During the MLA Meeting in Chicago (December 27-29), ASAIL sponsored a Seminar on Native American Literatures, in which about twenty-five people participated. This meeting, like previous MLA Seminars on the subject, was informal, but certain basic concerns evolved during it. Randall Ackley spoke, to begin with, on his success in various projects during the past year. Some anthologies of "World Lit." now include Indian materials, and Harrison Meserole, MLA Bibliographer, has agreed to include entries on Indian Literatures in future PMLA Bibliographies. There are plans, within ASAIL itself, to prepare these entries for Meserole, as well as to extend our own Newsletter so that it will carry bibliographical and critical reviews and other helpful articles. In addition, Randall hopes to renew, perhaps under ASAIL auspices, publication of. Quetzal, the literary journal he has issued on his own in the past. All of these positive expansions in ASAIL activities speak to what surely was the biggest single issue of concern at the Seminar. The greatest problem facing the teacher of Indian literatures is the utter lack of comprehensive critical and bibliographical guides, and those participating in our meeting felt that preparing such guides ought to be one of our first jobs. (The Newsletter accordingly will carry brief articles aimed at filling this need). An overall "Preface to Indian Literatures" remains still a desideratum.

As potential or actual teachers of Indian literatures, most of the participants in the Seminar offered comments on methods and approaches which were helpful to them. Larry Evers, ASAIL Vice-Chairman, remarked on the great usefulness of having "tellers" come into the classroom. Others spoke of the availability of films based on Indian legends, or of such temporary resources as the traveling exhibit of American Indian Art which opened at the Metropolitan Museum in New York last year. We spoke, too, of other things--of Akwesasne Notes, The Indian Historian, and those "little magazines"(such as South Dakota Review)--which emphasize or even just recognize Indian authors.
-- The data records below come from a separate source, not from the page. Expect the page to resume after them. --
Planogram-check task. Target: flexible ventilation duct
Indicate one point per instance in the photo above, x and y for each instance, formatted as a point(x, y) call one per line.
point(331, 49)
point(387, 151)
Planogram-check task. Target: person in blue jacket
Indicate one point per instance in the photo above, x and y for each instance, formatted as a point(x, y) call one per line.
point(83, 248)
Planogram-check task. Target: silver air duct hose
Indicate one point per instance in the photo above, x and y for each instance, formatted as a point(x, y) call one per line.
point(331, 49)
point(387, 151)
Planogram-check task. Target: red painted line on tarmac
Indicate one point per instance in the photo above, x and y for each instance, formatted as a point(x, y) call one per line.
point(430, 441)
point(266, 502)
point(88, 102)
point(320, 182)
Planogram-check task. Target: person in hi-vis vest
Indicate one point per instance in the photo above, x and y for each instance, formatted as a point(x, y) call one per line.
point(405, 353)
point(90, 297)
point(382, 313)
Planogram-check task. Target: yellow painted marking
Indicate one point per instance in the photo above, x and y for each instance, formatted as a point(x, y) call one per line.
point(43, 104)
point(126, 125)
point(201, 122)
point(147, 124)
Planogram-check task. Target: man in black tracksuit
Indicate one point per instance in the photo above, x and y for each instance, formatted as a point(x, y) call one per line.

It should be noted, in conclusion, that the real importance of the Seminar was the focus which it can give us for future work. The Newsletter will begin to carry materials designed to fill the needs expressed by our members, and it hopefully will bring some order (as well as some discrimination) into the field. Hence the fullest record of what happened at the MLA Meeting will be found in these and future pages.